Hopkins test, a statistical test for spatial randomness of a variable, can be used to measure the probability of data points generated by uniform data distribution.

## 2. Number of Clusters (k)

There is no definitive answer for finding right number of cluster as it depends upon

- (a) Distribution shape
- (b) scale in the data set
- (c) clustering resolution required by user.

Although finding number of clusters is a very subjective problem. There are two major approaches to find optimal number of clusters:

### 2.1 Domain Knowledge

Domain knowledge plays an important role to create and select clusters or segments. General guidelines to be followed while building the store segments: (a) each segment should be greater than 5% of data, (b) total number segments or clusters should not more than 5 or 7.

### 2.2 Data driven approach:

**Empirical Method:**An empirical method of finding number of clusters is Square root of N/2, where N is total number of data points. So that each cluster contains square root of 2 * N.**Elbow Method:**The variance within a cluster is measure of compactness of the cluster. So, if the within cluster variance is lower, it means the compactness of cluster formed is higher.**Statistical Approach:**We can use a statistical method named gap statistic to find the optimal number of clusters, represented by k.

## 3. Clustering Quality

Ideally the clustering quality is often characterized by minimal intra-cluster (within) distance and maximal inter-cluster distance (between two clusters).

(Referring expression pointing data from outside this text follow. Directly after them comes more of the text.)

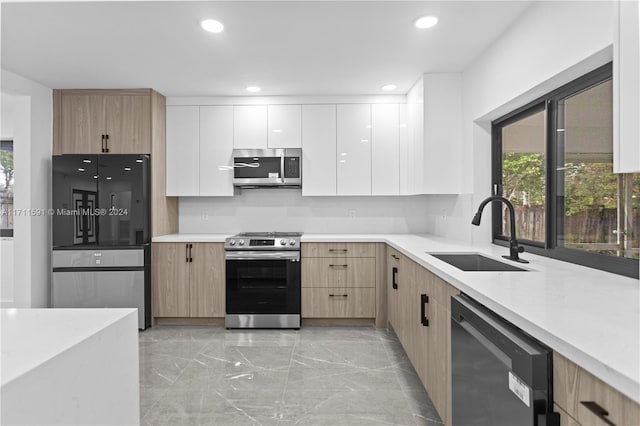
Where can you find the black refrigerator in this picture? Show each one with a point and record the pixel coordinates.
(101, 232)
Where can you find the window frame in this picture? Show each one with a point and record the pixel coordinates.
(548, 103)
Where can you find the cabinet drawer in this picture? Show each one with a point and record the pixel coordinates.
(338, 250)
(344, 272)
(338, 302)
(573, 385)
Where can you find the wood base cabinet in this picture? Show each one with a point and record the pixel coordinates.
(338, 280)
(188, 280)
(583, 399)
(420, 314)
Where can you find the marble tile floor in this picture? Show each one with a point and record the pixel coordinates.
(316, 376)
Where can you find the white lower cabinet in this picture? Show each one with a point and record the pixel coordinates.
(318, 150)
(199, 150)
(354, 149)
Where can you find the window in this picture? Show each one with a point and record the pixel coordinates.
(6, 188)
(553, 159)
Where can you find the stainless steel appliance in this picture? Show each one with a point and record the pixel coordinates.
(263, 280)
(280, 167)
(500, 375)
(101, 222)
(102, 278)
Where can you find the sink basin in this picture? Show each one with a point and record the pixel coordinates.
(475, 262)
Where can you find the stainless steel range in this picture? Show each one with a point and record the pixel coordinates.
(263, 280)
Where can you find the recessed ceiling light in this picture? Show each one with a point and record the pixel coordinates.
(212, 26)
(425, 22)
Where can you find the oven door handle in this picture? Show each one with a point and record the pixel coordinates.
(263, 255)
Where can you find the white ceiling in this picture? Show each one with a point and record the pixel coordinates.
(286, 47)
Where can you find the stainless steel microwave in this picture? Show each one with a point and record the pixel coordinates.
(274, 167)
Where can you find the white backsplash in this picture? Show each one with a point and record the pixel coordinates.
(288, 210)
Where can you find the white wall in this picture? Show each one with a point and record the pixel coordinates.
(32, 128)
(287, 210)
(550, 44)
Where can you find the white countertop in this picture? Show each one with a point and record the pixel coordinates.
(31, 337)
(589, 316)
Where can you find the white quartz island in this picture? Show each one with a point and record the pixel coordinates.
(69, 366)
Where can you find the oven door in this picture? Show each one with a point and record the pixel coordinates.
(263, 283)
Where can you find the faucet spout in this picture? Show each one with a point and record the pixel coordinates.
(514, 248)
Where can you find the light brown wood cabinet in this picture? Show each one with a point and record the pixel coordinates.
(392, 283)
(338, 280)
(575, 389)
(188, 280)
(135, 121)
(420, 314)
(102, 121)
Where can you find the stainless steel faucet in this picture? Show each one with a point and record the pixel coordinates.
(514, 249)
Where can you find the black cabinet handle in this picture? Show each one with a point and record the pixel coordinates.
(424, 299)
(596, 409)
(394, 282)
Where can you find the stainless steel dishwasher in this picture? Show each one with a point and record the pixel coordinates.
(500, 375)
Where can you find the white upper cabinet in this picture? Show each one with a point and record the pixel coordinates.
(250, 126)
(199, 151)
(183, 151)
(284, 126)
(626, 92)
(216, 151)
(442, 133)
(354, 149)
(318, 150)
(385, 149)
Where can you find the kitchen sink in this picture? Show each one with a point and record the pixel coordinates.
(475, 262)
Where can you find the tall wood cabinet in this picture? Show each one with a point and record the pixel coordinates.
(188, 280)
(132, 121)
(103, 121)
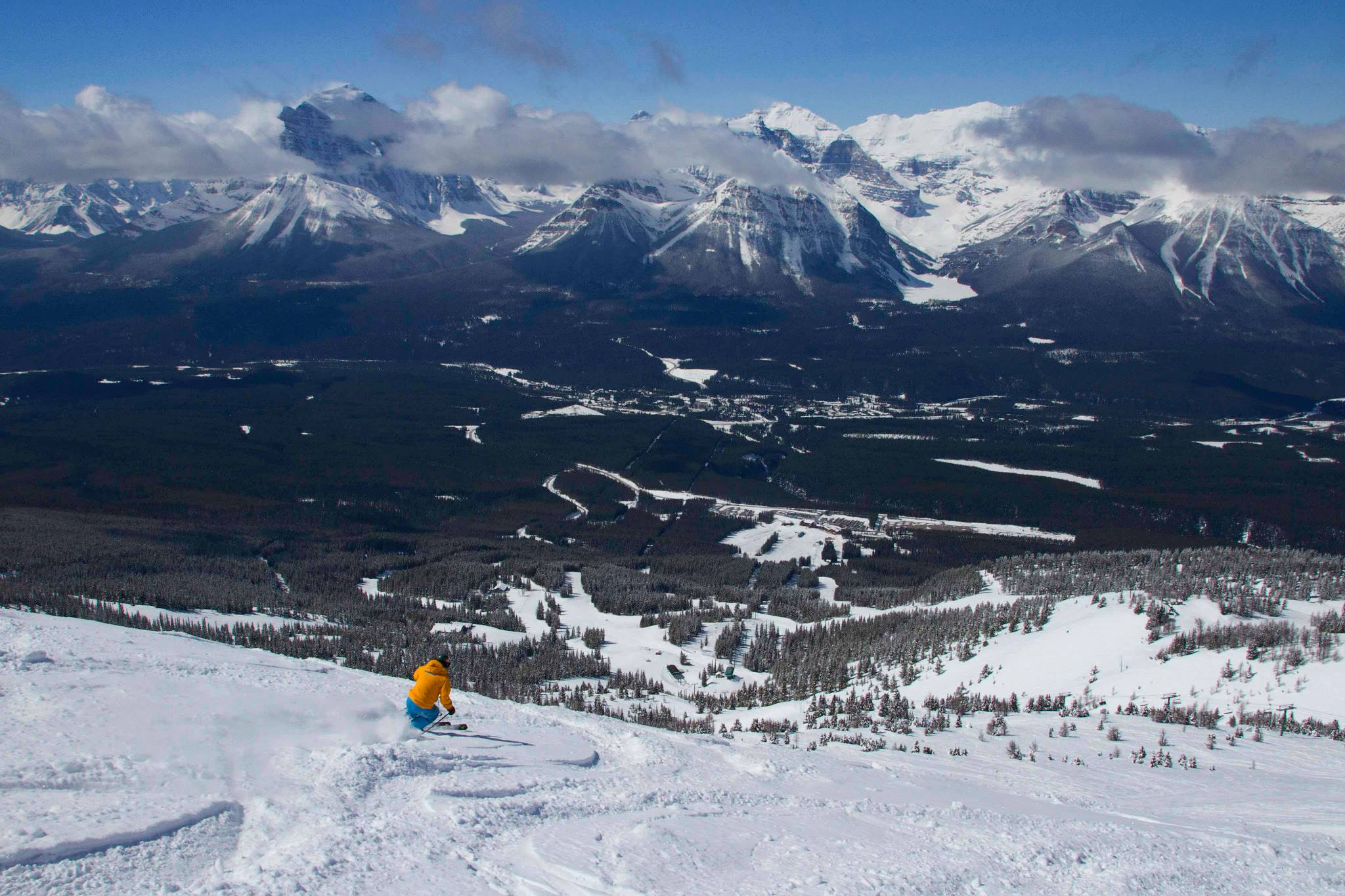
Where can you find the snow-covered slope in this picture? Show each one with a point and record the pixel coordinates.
(715, 234)
(82, 210)
(147, 762)
(1238, 238)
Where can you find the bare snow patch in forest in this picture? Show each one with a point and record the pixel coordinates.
(1017, 471)
(470, 430)
(934, 288)
(569, 410)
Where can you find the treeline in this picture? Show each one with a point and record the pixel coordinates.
(1227, 575)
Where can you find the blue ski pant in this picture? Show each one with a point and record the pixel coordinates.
(420, 716)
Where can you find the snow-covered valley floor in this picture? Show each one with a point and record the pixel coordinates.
(151, 762)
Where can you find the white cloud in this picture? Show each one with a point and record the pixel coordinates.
(108, 136)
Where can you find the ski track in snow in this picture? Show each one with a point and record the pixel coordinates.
(215, 769)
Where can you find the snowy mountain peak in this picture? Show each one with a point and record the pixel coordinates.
(309, 205)
(338, 127)
(802, 123)
(937, 133)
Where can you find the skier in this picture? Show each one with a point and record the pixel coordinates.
(431, 684)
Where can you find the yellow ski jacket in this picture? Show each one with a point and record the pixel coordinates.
(432, 684)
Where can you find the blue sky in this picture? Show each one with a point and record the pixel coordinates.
(1215, 64)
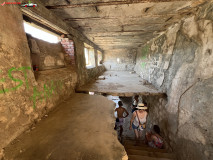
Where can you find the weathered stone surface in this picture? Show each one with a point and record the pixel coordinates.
(120, 59)
(46, 55)
(180, 62)
(24, 96)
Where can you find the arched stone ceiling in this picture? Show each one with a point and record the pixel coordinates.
(115, 24)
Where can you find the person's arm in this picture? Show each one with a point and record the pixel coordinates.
(126, 113)
(115, 109)
(144, 124)
(132, 119)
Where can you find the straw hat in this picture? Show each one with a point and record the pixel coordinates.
(141, 106)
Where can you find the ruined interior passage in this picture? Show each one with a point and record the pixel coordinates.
(78, 76)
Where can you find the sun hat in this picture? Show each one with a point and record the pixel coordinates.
(141, 106)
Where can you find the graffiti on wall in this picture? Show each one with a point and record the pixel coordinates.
(144, 52)
(19, 81)
(49, 88)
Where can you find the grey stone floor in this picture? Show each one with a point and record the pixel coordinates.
(120, 83)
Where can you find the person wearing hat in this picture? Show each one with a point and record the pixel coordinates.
(138, 120)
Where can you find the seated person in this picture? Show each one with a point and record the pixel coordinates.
(154, 139)
(135, 103)
(120, 120)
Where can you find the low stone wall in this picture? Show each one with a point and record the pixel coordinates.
(95, 72)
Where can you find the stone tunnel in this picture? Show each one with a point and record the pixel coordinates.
(64, 65)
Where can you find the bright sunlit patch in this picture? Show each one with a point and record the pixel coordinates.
(37, 33)
(91, 93)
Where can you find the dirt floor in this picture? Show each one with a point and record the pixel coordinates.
(79, 129)
(120, 83)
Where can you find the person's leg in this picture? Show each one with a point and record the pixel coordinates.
(136, 134)
(115, 125)
(140, 134)
(121, 130)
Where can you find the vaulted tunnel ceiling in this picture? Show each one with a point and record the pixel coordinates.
(121, 24)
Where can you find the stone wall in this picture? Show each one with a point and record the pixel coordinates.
(120, 59)
(180, 63)
(24, 99)
(46, 55)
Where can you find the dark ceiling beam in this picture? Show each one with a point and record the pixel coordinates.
(108, 3)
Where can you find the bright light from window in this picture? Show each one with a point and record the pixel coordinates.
(37, 33)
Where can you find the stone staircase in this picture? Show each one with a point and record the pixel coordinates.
(143, 152)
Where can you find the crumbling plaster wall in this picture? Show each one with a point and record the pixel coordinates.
(24, 99)
(78, 38)
(180, 63)
(46, 55)
(120, 59)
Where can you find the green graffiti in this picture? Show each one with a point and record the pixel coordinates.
(2, 80)
(143, 64)
(35, 95)
(15, 80)
(25, 74)
(48, 91)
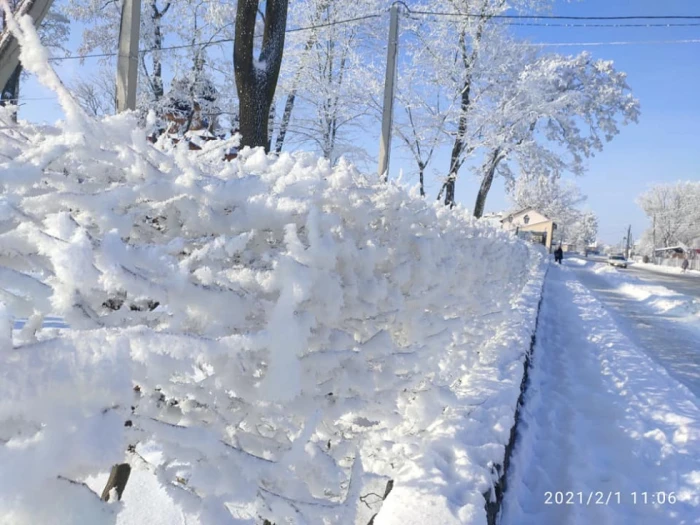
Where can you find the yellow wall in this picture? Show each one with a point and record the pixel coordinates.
(540, 227)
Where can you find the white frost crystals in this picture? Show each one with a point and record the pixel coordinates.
(271, 338)
(295, 330)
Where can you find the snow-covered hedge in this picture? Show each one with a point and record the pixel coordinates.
(272, 337)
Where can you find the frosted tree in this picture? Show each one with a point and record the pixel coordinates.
(421, 108)
(557, 200)
(674, 212)
(331, 76)
(584, 231)
(548, 113)
(257, 68)
(192, 25)
(53, 31)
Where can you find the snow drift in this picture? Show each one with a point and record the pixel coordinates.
(273, 338)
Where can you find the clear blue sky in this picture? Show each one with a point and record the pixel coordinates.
(663, 147)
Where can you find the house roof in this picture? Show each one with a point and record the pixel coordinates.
(524, 210)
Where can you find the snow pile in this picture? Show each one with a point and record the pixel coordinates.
(658, 298)
(673, 270)
(606, 435)
(272, 338)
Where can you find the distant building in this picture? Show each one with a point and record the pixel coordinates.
(530, 224)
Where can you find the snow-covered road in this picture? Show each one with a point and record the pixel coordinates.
(670, 336)
(606, 435)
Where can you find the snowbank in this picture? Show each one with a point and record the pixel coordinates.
(271, 338)
(658, 298)
(674, 270)
(607, 436)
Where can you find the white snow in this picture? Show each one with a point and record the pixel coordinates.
(655, 297)
(673, 270)
(601, 419)
(282, 336)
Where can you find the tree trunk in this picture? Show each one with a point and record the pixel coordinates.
(490, 170)
(468, 60)
(421, 170)
(256, 79)
(10, 92)
(291, 97)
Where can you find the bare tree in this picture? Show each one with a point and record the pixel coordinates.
(96, 95)
(256, 78)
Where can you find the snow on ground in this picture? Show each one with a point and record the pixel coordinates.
(672, 270)
(272, 338)
(658, 298)
(606, 436)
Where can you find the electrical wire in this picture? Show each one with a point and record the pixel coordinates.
(552, 17)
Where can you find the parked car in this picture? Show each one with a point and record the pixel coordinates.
(617, 260)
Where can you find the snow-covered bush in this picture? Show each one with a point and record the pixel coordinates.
(282, 333)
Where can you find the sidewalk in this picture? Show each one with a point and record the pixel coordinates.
(605, 430)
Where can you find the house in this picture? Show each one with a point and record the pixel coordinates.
(530, 224)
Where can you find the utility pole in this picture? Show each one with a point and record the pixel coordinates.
(128, 61)
(389, 88)
(9, 47)
(653, 239)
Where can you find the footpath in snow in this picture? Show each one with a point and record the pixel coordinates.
(606, 435)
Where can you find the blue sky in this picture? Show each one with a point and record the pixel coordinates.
(663, 147)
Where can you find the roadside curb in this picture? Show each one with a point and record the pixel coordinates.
(494, 497)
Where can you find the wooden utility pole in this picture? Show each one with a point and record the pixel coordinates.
(389, 89)
(128, 61)
(9, 47)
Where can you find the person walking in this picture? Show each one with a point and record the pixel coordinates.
(558, 254)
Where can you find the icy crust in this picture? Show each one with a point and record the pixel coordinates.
(289, 335)
(606, 435)
(655, 297)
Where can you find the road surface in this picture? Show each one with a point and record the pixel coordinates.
(687, 284)
(601, 424)
(672, 342)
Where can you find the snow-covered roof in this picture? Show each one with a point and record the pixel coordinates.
(525, 210)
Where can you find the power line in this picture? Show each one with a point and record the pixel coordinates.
(620, 43)
(612, 26)
(553, 17)
(216, 42)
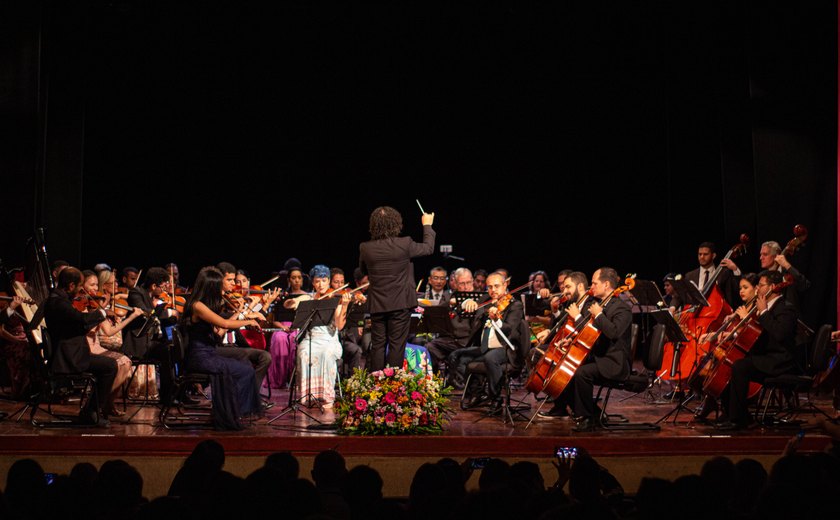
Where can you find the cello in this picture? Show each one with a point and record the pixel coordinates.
(695, 321)
(563, 364)
(736, 345)
(540, 375)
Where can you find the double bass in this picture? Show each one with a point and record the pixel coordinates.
(553, 375)
(695, 321)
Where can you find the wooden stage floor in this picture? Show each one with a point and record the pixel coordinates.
(676, 449)
(468, 434)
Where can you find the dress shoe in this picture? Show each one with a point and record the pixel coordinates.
(584, 425)
(556, 412)
(674, 394)
(729, 426)
(495, 407)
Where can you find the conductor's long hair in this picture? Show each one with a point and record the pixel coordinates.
(385, 222)
(207, 290)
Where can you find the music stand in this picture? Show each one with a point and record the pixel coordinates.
(435, 320)
(688, 293)
(310, 313)
(676, 336)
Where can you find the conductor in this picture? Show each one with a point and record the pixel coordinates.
(386, 260)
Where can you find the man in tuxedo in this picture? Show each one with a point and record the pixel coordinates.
(727, 281)
(610, 355)
(771, 258)
(499, 334)
(574, 288)
(233, 344)
(143, 338)
(386, 260)
(68, 328)
(774, 352)
(445, 344)
(436, 290)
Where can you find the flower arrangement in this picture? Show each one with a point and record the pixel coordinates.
(393, 401)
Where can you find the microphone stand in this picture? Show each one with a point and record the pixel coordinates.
(296, 405)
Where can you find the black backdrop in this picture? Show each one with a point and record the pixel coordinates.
(544, 135)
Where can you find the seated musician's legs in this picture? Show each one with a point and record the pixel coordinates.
(104, 369)
(583, 383)
(743, 371)
(351, 354)
(493, 360)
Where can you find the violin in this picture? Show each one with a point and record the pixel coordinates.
(88, 302)
(11, 298)
(178, 303)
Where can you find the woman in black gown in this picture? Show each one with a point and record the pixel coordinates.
(232, 381)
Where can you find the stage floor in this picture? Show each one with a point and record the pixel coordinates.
(678, 448)
(468, 434)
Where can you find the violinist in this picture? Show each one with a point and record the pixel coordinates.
(436, 290)
(351, 351)
(233, 344)
(356, 333)
(109, 289)
(68, 328)
(107, 329)
(574, 288)
(14, 347)
(610, 355)
(496, 327)
(444, 345)
(772, 354)
(283, 341)
(479, 280)
(316, 362)
(144, 338)
(174, 274)
(542, 306)
(129, 277)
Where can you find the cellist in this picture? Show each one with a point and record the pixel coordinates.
(772, 354)
(610, 356)
(497, 327)
(574, 289)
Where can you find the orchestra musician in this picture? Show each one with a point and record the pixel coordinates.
(108, 329)
(386, 260)
(746, 290)
(574, 287)
(284, 341)
(610, 355)
(233, 380)
(321, 345)
(726, 281)
(14, 347)
(772, 354)
(144, 338)
(771, 258)
(351, 351)
(356, 333)
(444, 345)
(68, 328)
(498, 329)
(233, 344)
(436, 290)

Two types of measures to assess the clustering quality or performance:

**Extrinsic Measures:**Require ground truth labels. Examples are Adjusted Rand index, Fowlkes-Mallows scores, Mutual information-based scores, Homogeneity, Completeness and V-measure.**Intrinsic Measures:**Does not require ground truth labels. Some of the clustering performance measures are Silhouette Coefficient, Calinski-Harabasz Index, Davies-Bouldin Index etc.